Vi sono alcune situazioni tipizzate: la prima va sotto la denominazione di “rottura ingiustificata delle trattative”. Si tratta dell’ipotesi in cui le trattative siano arrivate ad una fase avanzata, tanto avanzata che una delle parti confida legittimamente che il contratto verrà concluso e queste trattative vengono concluse improvvisamente senza ragione apparente. Le parti sono libere di determinare il contenuto del contratto: nel principio di autonomia privata v’è la regola per cui è libertà delle parti se arrivare o no a conclusione del contratto. [Si rischia di violare il principio di autonomia privata: bisogna stare attenti a non scadere nella regola della buona fede.] La soluzione elaborata ed accettata dalla giurisprudenza è quella di ritenere che la rottura delle trattative sia contraria a buona fede quando:
-        Ci si può attendere che si concluda il contratto;
-        La conclusione delle trattive è senza giustificazione legittima.
La seconda delle fattispecie è la violazione del dovere di informazione durante le trattative. L’esistenza di un dovere di formazione viene ricavata dall’articolo 1338. Una delle parti sa che si sta per concludere un contratto invalido: se non lo dice all’altra parte, incorre in una responsabilità pre-contrattuale. La violazione dei doveri di informazione comporta una violazione dei doveri di buona fede (art. 1337). Ricorda a tal proposito la situazione dei Bond Argentini (2001).
La fase delle trattative può constare di diverse fasi: esempio più classico, la prova di un’auto dal concessionario. Se rovino l’auto di prova, usando pochissima cautela, anche in questo caso risulto in mala fede. Una regola di comportamento molto ampia ed astratta: leali e corretti, doveri specifici di comportamento in specifiche trattative.
Cosa succede, quali sono le conseguenze della violazione del dovere di buona fede durante le trattative? Se le parti si comportano in mala fede, succede quello che succede sempre nel diritto privato quando viene commesso un fatto antigiuridico: viene generata una responsabilità civile. Nasce dalla connessione di un fatto anti-civile e ha come conseguenza costante, in capo all’autore, l’obbligo di risarcire il danno. La responsabilità civile è una responsabilità sostanzialmente risarcitoria (fa nascere questo “obbligo”).
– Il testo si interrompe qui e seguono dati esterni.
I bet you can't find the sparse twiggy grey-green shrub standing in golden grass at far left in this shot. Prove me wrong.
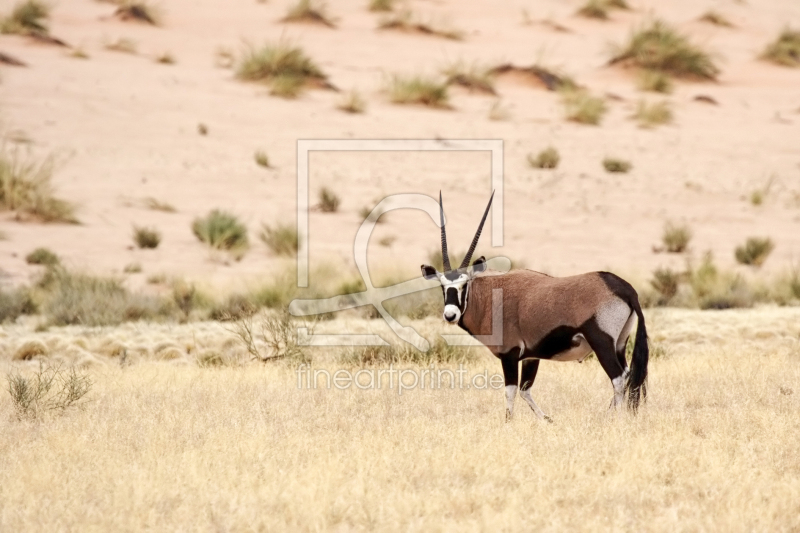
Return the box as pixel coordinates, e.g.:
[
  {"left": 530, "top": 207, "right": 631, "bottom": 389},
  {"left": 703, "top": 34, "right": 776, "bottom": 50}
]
[{"left": 6, "top": 365, "right": 92, "bottom": 420}]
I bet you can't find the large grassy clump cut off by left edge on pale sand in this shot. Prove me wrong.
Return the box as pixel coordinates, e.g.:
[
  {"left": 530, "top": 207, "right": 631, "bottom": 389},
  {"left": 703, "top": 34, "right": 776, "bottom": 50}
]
[{"left": 0, "top": 146, "right": 77, "bottom": 223}]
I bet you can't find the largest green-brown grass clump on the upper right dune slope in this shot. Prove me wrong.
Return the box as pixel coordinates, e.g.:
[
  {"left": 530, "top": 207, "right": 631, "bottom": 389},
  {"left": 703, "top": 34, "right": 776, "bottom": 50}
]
[{"left": 611, "top": 19, "right": 719, "bottom": 80}]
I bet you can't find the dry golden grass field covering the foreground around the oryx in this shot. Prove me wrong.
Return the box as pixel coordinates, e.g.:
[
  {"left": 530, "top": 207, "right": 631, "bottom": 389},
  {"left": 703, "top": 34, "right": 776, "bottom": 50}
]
[{"left": 0, "top": 308, "right": 800, "bottom": 531}]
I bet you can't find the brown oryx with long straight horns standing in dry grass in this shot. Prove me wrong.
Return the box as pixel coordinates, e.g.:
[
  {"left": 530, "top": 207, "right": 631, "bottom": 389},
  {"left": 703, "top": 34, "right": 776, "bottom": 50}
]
[{"left": 422, "top": 193, "right": 648, "bottom": 421}]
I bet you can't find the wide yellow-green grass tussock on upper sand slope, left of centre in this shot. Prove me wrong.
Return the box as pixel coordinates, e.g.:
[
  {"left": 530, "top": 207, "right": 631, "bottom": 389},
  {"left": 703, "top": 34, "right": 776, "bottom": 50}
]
[{"left": 236, "top": 41, "right": 330, "bottom": 98}]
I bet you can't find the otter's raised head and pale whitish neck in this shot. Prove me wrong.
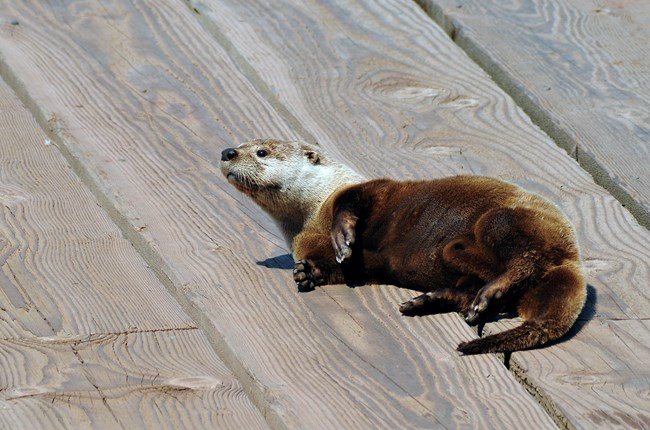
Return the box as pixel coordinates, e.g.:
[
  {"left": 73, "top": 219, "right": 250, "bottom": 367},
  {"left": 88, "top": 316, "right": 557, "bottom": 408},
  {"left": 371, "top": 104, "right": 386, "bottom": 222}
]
[{"left": 221, "top": 139, "right": 363, "bottom": 244}]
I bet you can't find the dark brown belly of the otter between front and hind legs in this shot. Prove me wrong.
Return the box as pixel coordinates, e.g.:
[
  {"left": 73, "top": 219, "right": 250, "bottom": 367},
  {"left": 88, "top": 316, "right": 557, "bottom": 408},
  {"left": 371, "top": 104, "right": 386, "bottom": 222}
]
[{"left": 358, "top": 178, "right": 503, "bottom": 291}]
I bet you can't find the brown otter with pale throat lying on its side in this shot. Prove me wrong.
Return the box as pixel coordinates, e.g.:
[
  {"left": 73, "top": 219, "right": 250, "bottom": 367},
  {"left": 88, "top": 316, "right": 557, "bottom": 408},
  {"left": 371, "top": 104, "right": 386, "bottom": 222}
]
[{"left": 221, "top": 139, "right": 587, "bottom": 354}]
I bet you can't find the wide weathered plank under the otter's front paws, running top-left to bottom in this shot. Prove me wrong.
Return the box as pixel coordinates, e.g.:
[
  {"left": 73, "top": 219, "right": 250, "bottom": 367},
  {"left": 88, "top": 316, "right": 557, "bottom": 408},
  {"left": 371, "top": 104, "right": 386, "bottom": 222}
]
[{"left": 0, "top": 0, "right": 553, "bottom": 428}]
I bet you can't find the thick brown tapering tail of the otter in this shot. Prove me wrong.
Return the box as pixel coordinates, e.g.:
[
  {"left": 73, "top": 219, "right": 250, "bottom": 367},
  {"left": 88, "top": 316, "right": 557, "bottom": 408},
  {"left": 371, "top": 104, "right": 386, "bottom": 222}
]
[{"left": 458, "top": 262, "right": 587, "bottom": 354}]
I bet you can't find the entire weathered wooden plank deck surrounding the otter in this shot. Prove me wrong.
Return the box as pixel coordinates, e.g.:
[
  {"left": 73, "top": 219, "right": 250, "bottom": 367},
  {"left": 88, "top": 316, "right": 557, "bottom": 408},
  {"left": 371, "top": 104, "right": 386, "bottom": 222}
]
[{"left": 0, "top": 0, "right": 650, "bottom": 429}]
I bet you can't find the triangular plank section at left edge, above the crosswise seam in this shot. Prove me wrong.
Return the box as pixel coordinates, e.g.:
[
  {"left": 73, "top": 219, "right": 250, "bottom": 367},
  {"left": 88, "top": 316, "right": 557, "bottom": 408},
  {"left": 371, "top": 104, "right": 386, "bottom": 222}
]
[{"left": 0, "top": 81, "right": 192, "bottom": 338}]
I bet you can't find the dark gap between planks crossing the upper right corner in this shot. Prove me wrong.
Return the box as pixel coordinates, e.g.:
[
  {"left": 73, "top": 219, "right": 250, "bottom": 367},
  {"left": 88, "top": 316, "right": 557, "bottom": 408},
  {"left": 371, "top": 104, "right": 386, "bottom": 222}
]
[{"left": 413, "top": 0, "right": 650, "bottom": 230}]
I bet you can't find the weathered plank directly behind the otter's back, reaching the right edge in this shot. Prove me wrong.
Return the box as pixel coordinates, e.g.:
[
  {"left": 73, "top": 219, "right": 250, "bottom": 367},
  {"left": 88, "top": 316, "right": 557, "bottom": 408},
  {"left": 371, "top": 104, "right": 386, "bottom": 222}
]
[{"left": 192, "top": 1, "right": 650, "bottom": 318}]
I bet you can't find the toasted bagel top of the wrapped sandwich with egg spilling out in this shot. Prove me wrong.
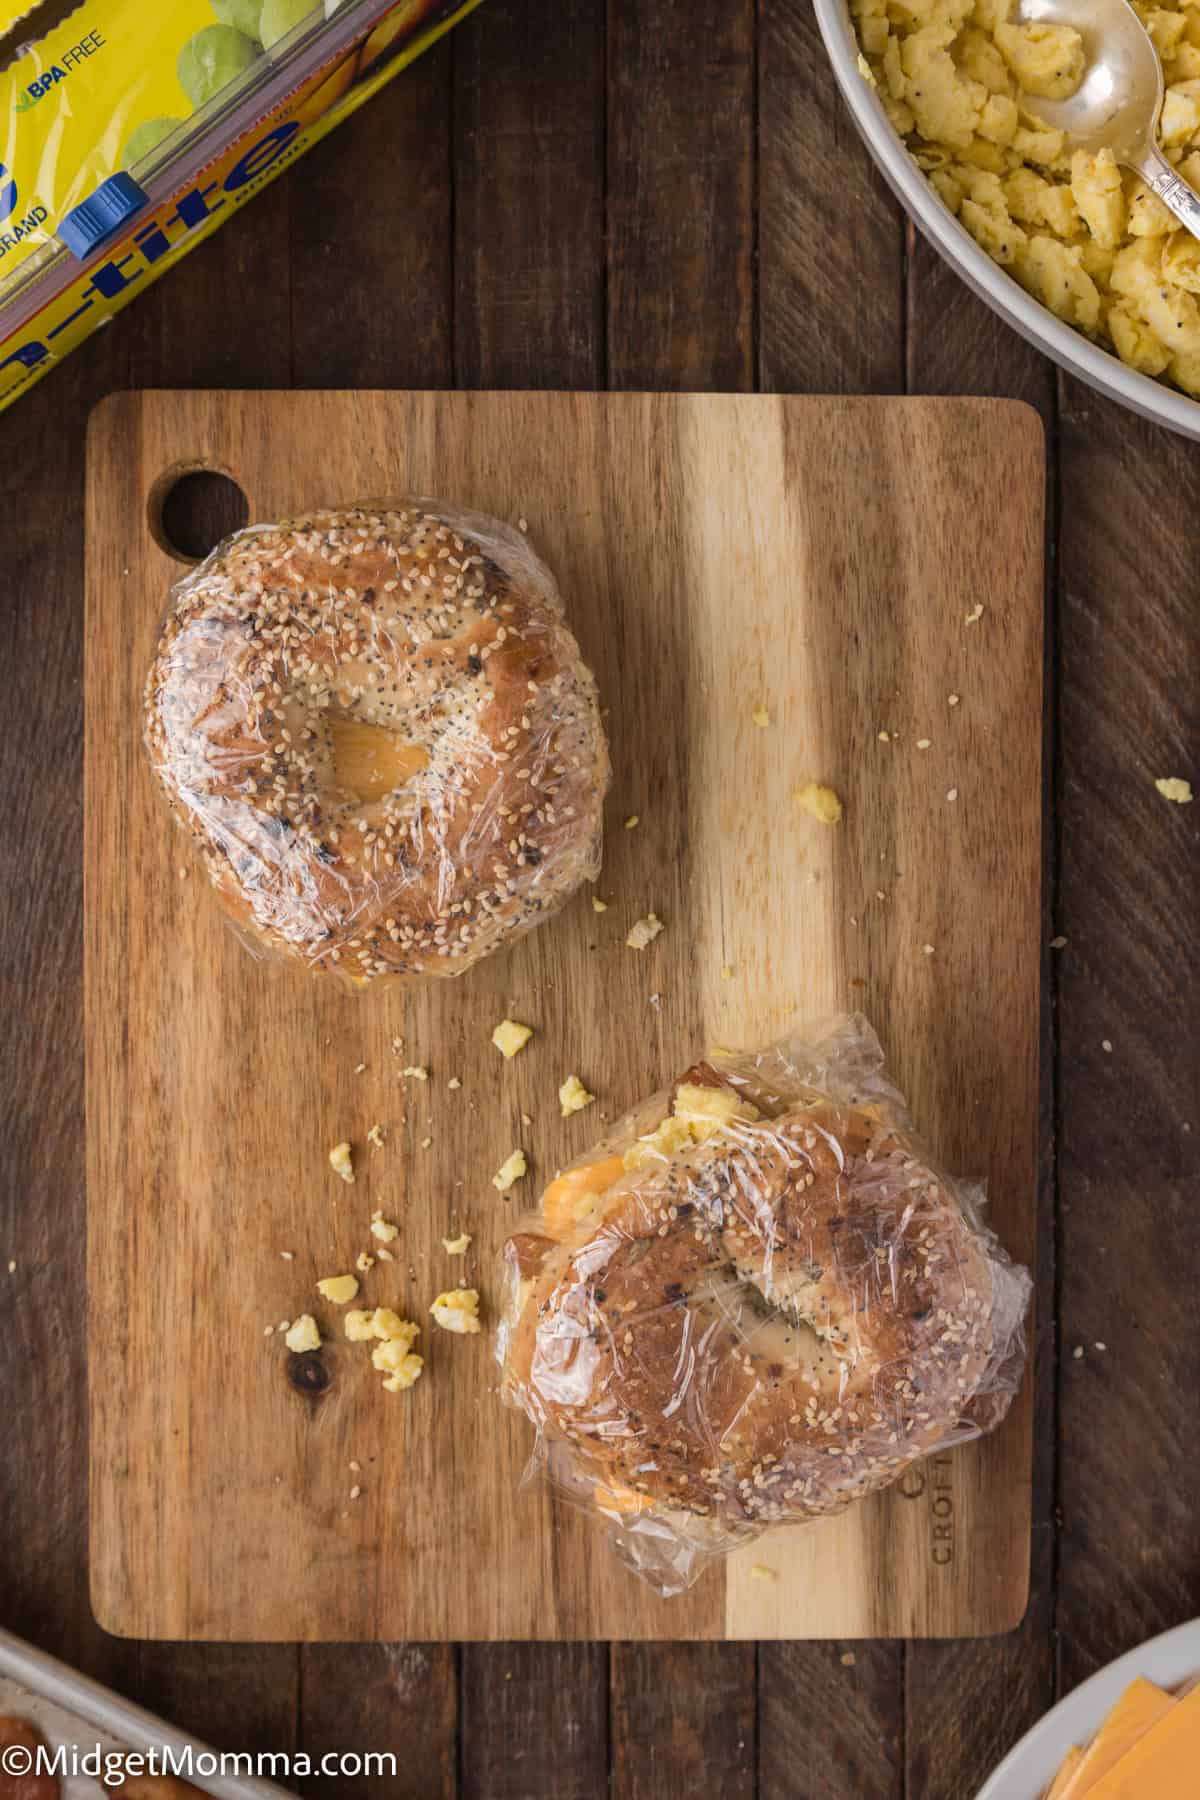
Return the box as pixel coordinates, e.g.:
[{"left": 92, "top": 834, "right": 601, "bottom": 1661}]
[{"left": 506, "top": 1067, "right": 1011, "bottom": 1532}]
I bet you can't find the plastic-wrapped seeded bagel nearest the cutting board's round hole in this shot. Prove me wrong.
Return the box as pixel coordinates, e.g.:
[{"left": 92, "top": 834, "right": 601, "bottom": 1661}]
[{"left": 146, "top": 500, "right": 610, "bottom": 986}]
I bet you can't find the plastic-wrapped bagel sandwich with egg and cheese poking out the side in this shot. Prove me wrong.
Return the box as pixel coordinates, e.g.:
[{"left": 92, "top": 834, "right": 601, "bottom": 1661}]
[{"left": 498, "top": 1015, "right": 1033, "bottom": 1595}]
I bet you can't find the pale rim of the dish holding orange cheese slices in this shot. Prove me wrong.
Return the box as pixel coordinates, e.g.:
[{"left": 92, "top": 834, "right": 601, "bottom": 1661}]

Da questa si distingue la responsabilità penale, comminando una punizione tanto grave quanto grave è giudicata la fattispecie concreta. Nella logica del diritto penale, la pena è commisurata alla gravità della condotta.
Nel diritto civile la sanzione del fatto illecito è l’obbligo di risarcire il danno: il patrimonio della persona danneggiata deve essere ricostituito nella stessa situazione in cui si sarebbe venuto a trovare se il danno non fosse stato indotto. Qual è il danno? Dipende dal caso concreto. In linea di massima si deve dire che il danno che subisce la vittima della violazione del dovere di buona fede durante la trattativa è composto da:
1)     Costi sostenuti per la trattativa, spese e costi (anche in termini di tempo);

2)     Occasioni perdute: la trattativa, restando aderenti all’esempio di un venditore che perde un potenziale acquirente in buona fede e ne acquista uno in buona fede, porta all’acquisto da parte di un terzo ad una somma inferiore a quella richiesta. La differenza sarà intesa come risarcimento.